[llvm-dev] [Proposal][RFC] Strided Memory Access Vectorization

Sat Jun 18 04:43:36 PDT 2016

> Now, looking at Stride-2 Loads and VF=4 case, where target HW can
> accommodate 4 elements in the vector.
> 	A * B * C * D
> We could try breaking up into two loads in
> 	A * B *   + C * D *
> or
> 	A * B *   + * C * D
> The second one is fine if we can assume that any memory between A and D
> can be accessed.
> However, the first one is bad since the "*" after D may cause SEGV.

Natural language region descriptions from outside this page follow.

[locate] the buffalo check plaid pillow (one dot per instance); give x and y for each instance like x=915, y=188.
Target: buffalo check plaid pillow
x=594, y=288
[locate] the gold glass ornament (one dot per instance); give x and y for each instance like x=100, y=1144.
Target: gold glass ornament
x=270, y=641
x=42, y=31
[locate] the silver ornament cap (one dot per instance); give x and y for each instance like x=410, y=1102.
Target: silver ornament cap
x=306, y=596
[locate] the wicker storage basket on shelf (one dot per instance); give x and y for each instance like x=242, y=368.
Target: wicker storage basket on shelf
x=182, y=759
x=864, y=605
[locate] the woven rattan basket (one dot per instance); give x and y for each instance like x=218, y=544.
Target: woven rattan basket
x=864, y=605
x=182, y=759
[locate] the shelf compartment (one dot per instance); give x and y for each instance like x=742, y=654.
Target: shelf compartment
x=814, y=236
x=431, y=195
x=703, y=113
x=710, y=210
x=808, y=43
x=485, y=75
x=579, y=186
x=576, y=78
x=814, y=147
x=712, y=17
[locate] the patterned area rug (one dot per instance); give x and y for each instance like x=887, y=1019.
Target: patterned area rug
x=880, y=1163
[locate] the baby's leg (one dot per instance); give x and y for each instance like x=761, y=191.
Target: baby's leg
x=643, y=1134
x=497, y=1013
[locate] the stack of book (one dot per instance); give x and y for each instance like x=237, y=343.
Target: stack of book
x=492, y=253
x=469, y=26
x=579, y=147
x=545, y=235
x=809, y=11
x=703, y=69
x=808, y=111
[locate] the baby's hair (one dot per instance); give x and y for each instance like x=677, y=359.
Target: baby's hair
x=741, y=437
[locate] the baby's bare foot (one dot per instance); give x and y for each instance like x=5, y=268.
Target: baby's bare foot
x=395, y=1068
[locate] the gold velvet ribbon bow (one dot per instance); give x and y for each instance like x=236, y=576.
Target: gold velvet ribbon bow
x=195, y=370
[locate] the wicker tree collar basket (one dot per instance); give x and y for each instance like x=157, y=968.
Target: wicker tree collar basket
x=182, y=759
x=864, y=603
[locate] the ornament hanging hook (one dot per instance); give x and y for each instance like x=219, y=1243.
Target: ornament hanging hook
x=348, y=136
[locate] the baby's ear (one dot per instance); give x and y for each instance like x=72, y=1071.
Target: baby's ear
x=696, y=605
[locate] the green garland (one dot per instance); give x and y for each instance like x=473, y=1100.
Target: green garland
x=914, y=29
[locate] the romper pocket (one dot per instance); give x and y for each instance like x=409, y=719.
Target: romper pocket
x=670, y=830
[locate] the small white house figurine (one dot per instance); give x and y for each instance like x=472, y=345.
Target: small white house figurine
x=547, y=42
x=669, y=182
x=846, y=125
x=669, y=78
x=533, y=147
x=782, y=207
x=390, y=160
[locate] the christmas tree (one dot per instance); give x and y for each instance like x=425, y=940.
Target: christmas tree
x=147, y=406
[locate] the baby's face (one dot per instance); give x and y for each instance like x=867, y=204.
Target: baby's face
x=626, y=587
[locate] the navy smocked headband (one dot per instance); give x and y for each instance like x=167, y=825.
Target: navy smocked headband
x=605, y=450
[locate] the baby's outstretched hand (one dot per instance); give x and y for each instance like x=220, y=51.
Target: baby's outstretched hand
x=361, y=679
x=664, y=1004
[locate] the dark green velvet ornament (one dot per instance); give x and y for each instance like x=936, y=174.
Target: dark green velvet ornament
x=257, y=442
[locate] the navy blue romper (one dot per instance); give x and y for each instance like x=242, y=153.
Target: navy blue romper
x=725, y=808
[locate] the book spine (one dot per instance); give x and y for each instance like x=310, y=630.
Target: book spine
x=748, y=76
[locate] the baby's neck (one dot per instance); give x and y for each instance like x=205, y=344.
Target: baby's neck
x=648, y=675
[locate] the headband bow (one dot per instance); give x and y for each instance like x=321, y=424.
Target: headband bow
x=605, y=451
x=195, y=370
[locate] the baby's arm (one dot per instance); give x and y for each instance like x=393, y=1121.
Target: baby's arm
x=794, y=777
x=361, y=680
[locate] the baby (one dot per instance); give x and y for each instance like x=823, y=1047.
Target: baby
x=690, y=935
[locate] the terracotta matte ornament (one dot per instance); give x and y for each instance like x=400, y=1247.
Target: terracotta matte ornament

True, boundary element access may be risky.
To facilitate this we have introduced generating of masked load 
for the last-required-load in a loop iteration. 
This can be enabled by providing “-enable-strided-mask-load” option.

i.e. For arr[2*i] with VF 8 will generate below instructions:

  %12 = getelementptr inbounds i32, i32* %arr, i64 %11
  %13 = bitcast i32* %12 to <8 x i32>*
  %stride.load = load <8 x i32>, <8 x i32>* %13, align 4, !tbaa !1
  %14 = getelementptr i32, i32* %12, i64 8
  %15 = bitcast i32* %14 to <8 x i32>*
  %wide.masked.load = call <8 x i32> @llvm.masked.load.v8i32(<8 x i32>* %15, i32 4, <8 x i1> <i1 true, i1 false, i1 true, i1 false, i1 true, i1 false, i1 true, i1 false>, <8 x i32> undef), !tbaa !1
  %strided.vec = shufflevector <8 x i32> %stride.load, <8 x i32> %wide.masked.load, <8 x i32> <i32 0, i32 2, i32 4, i32 6, i32 8, i32 10, i32 12, i32 14>

NOTE: the last load is a masked load.

> What if we want to use VF=8? Under the proposal in consideration, some
> operations (such as ADD)
> are consuming the result of load in 8-way vector (say, <8 x float>), but the load
> is somehow split up
> into 2x2x4. That's not good for optimizers. Load of 8-way vector should look like
> load of 8 elements ---
> not a convoluted sequence of smaller loads and bunch of shuffles that
> analysis/optimization downstream
> (or even human) will have a hard time understanding that as a load of 8
> elements.

This approach widens the instructions purely based on vector factor. 
For VF8 the intent is to generate, 8 width loads(i.e. <8 x i32>) so we generating it.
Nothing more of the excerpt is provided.